Si reconocieras tú también en este día lo que conduce a la paz!” (Lc 19, 42).
De esta manera se lamentaba Jesús, llorando sobre Jerusalén.
Vino a los suyos y, sin embargo, los suyos no lo recibieron (cf. Jn 1, 11). Al contrario, lo rechazaron e incluso lo mataron.
¿Quién iba a decir que el Niño de Belén, venerado por los pastores, adorado por los Magos, glorificado por el canto de los ángeles, sería el Llagado del Calvario, el oprobio de los pueblos?
Si Jesús era el Maestro, ¿por qué no lo escucharon? Si era Rey, ¿por qué no lo sirvieron? Porque hizo el bien, le ataron las manos; porque era la verdad, lo calumniaron; porque era la vida, lo asesinaron.
¡Oh, misterio de maldad escondido en el corazón del hombre! ¡Oh, misterio de bondad mil veces más profundo el que encierra tu Corazón, oh Buen Jesús!
Voluntariamente entregaste tu vida, quisiste sufrir por cada uno de nosotros, por mí.

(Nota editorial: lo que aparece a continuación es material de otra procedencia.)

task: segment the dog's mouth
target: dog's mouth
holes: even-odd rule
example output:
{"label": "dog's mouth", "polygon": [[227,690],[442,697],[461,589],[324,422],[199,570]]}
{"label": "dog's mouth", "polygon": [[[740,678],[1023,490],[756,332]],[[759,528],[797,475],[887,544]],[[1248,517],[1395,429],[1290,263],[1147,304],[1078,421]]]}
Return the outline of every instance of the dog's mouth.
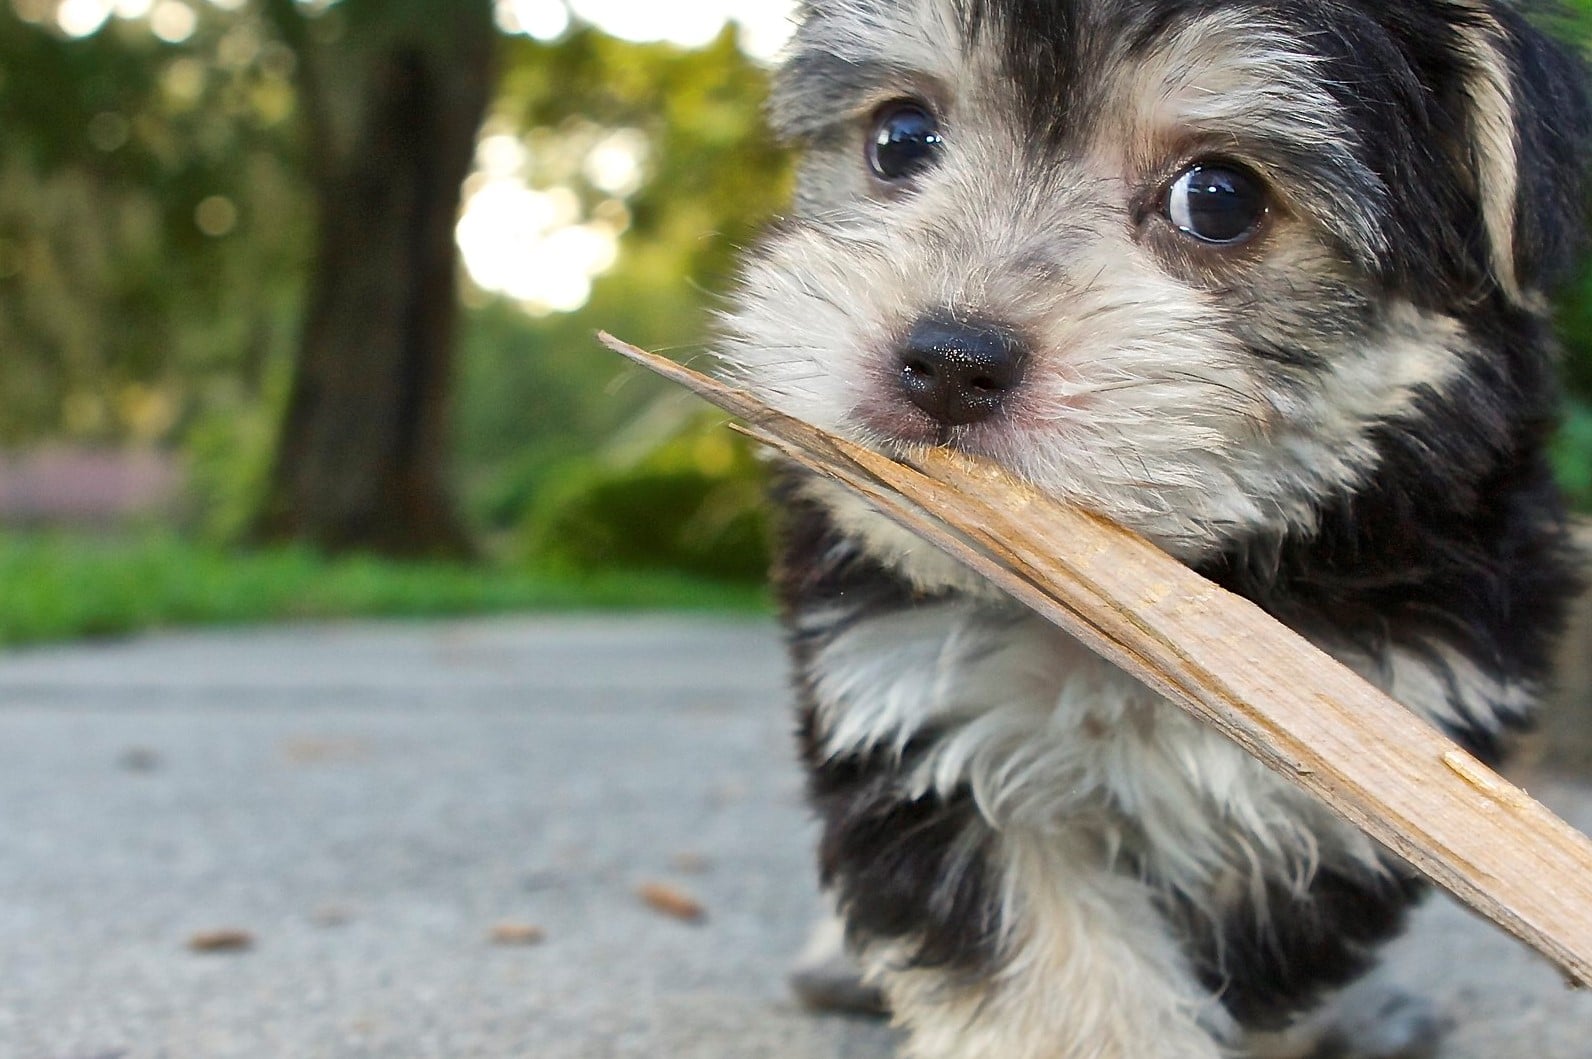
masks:
{"label": "dog's mouth", "polygon": [[879,448],[920,445],[954,446],[967,429],[936,423],[928,416],[895,402],[859,402],[847,419],[859,437]]}
{"label": "dog's mouth", "polygon": [[849,425],[846,433],[861,444],[890,456],[908,456],[916,450],[941,448],[999,462],[1000,453],[1006,448],[999,443],[999,435],[1011,429],[1011,424],[1002,420],[956,425],[937,422],[910,406],[859,402],[846,417]]}
{"label": "dog's mouth", "polygon": [[[903,396],[891,378],[873,378],[846,410],[842,433],[885,453],[913,449],[947,448],[1006,463],[1015,448],[1023,448],[1030,431],[1045,435],[1063,432],[1066,420],[1073,429],[1087,416],[1090,402],[1078,396],[1047,396],[1043,402],[1026,387],[1003,395],[998,407],[969,422],[937,416]],[[1057,407],[1065,406],[1066,415]]]}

El sublime espectáculo de tu Pasión nos llena de ternura, porque cuando llegó el momento de marchar de este mundo hacia el Padre amaste a los tuyos aquí en el mundo hasta el final; porque clavado en la cruz le abriste tu Reino al ladrón arrepentido y nos diste a tu Madre; porque desde lo alto de la cruz atrajiste todo hacia ti. En la cruz tuviste las manos clavadas para no castigarme, y los brazos abiertos para acogerme…
Sí, atrajiste hacia ti a una multitud de penitentes que, como María Magdalena, va a lavar tus pies con sus lágrimas; atrajiste almas amigas de la cruz, las cuales, como el Cirineo, tienen su gloria en subir contigo al Calvario; atrajiste, Señor, a un ejército de héroes, ¡que salieron a vengar tu muerte! Atrajiste, Señor, a un incontable ejército de mártires, que con generosidad entregan su vida por ti.
En tu cruz, Señor, los humildes buscan refugio, ante ella los poderosos se curvan reverentes y los reyes se quitan sus coronas. ¡Qué lección, oh Buen Jesús, es para nosotros verte elevado de la tierra! Sí, una lección de sufrimiento y de gloria.
Si es verdad, oh Redentor, que en el auge del sufrimiento, todo cubierto de llagas de la cabeza a los pies, más parecías un gusano que un hombre (cf. Sal 21, 7), ¡qué verdadero es también contemplarte en la cruz como rey victorioso! Dijiste: “yo he vencido al mundo” (Jn 16, 33); “en la cruz es donde empezó tu gloria, y no en la Resurrección”.1
Tu estandarte de Cristo resucitado es la Santa Cruz,
para enseñarnos que Muerte y Resurrección, cruz y gloria, son dos esplendores de la misma luz.
Tomado de la Revista Heraldos del Evangelio n°171, octubre de 2017; p. 16
Notas
1CORRÊA DE OLIVEIRA, Plinio. Via-Sacra. XII Estação. In: Legionário. São Paulo. Año XVI. N.º 558 (18/4/1943); p. 5.